Your doctor may not be able to give you a specific reason why you have impotence. But many of the treatments work well no matter what caused the problem. So extensive testing may not be necessary.
How long your impotence lasts depends upon what causes it and how quickly your treatment starts to work. Impotence is treatable in all age groups.
You can decrease your risk of developing erectile dysfunction by making lifestyle choices that help keep your blood vessels healthy and help prevent type 2 diabetes.

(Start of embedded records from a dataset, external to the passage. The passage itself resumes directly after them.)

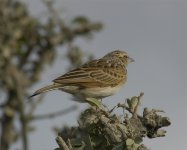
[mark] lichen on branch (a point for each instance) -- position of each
(104, 130)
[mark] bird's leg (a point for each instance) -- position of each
(94, 102)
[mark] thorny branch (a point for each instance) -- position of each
(106, 130)
(26, 47)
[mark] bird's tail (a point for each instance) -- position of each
(46, 89)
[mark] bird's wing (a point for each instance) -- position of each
(93, 74)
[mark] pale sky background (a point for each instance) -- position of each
(154, 33)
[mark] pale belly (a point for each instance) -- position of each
(99, 92)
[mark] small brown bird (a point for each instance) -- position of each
(96, 79)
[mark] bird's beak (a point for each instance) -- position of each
(130, 59)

The following steps may help:
Eat a healthy diet and exercise daily
Avoid cigarette smoking
Maintain normal blood pressure
Maintain normal cholesterol levels
Because certain medications have been associated with impotence, ask your doctor about possible side before you start a new prescription
There are many effective treatments for impotence. The most popular is a class of drugs called phosphodiesterase type 5 (PDE5) inhibitors. These include sildenafil (Viagra), vardenafil (Levitra), tadalafil (Cialis) and avanafil (STENDRA). These drugs are taken in pill form. They work in most men. But they are less effective in men with neurological causes of impotence.
The PDE5 drugs are generally safe. But always review the risks with your doctor. PDE5 drugs can interact with other medications and cause dangerously low blood pressure. For example, you should not take PDE5 drugs if you use nitroglycerin or other nitrate medications.
The most worrisome side effects are sudden onset of vision or hearing loss. This occurs very rarely but requires immediate medical attention. PDE5 drugs can cause other side effects, such as flushing and headache.
If PDE5 drugs don't work or cannot be used because of potential side effects, your doctor can recommend other therapies. The drug alprostadil (Caverject, Edex, Muse) allows blood to flow more freely in the penis, leading to an erection. The drug can be injected with a tiny needle into your penis. Or, a small pellet (suppository) can be inserted into the opening of the penis. Suppositories and injections are effective in the majority of men.
Taking extra testosterone will not improve ED. For men who have abnormally low levels of the hormone, testosterone replacement may enhance sexual desire.
Psychological therapy can be effective in men whose impotence is caused primarily by psychological factors. This might include counseling, behavioral therapy or couples' therapy.
Men who do not benefit from medical or psychological treatment often have success with mechanical or prosthetic devices. External products, known as vacuum erection devices, are safe and highly effective. But many men and their partners find them unappealing.
Another option is a surgically placed penile implant. Only a small number of men with impotence choose this option.
Vascular (blood vessel) surgery sometimes is recommended for young, healthy men who develop impotence after trauma to the groin. Unfortunately, the long-term success rate of this surgery is not known.
Speak to your doctor if you have trouble getting or keeping an erection over three months or more.
Impotence caused by psychological factors may get better on its own. But treatment is needed if the problem is caused by a physical factor.
In general, the outlook for men with impotence is excellent.
Most cases of impotence have medical causes that cannot be cured. Still, many treatment options will help restore sexual function.
Several causes of impotence can be cured. These include impotence caused by psychological problems, hormonal disorders and traumatic injury to the penile arteries.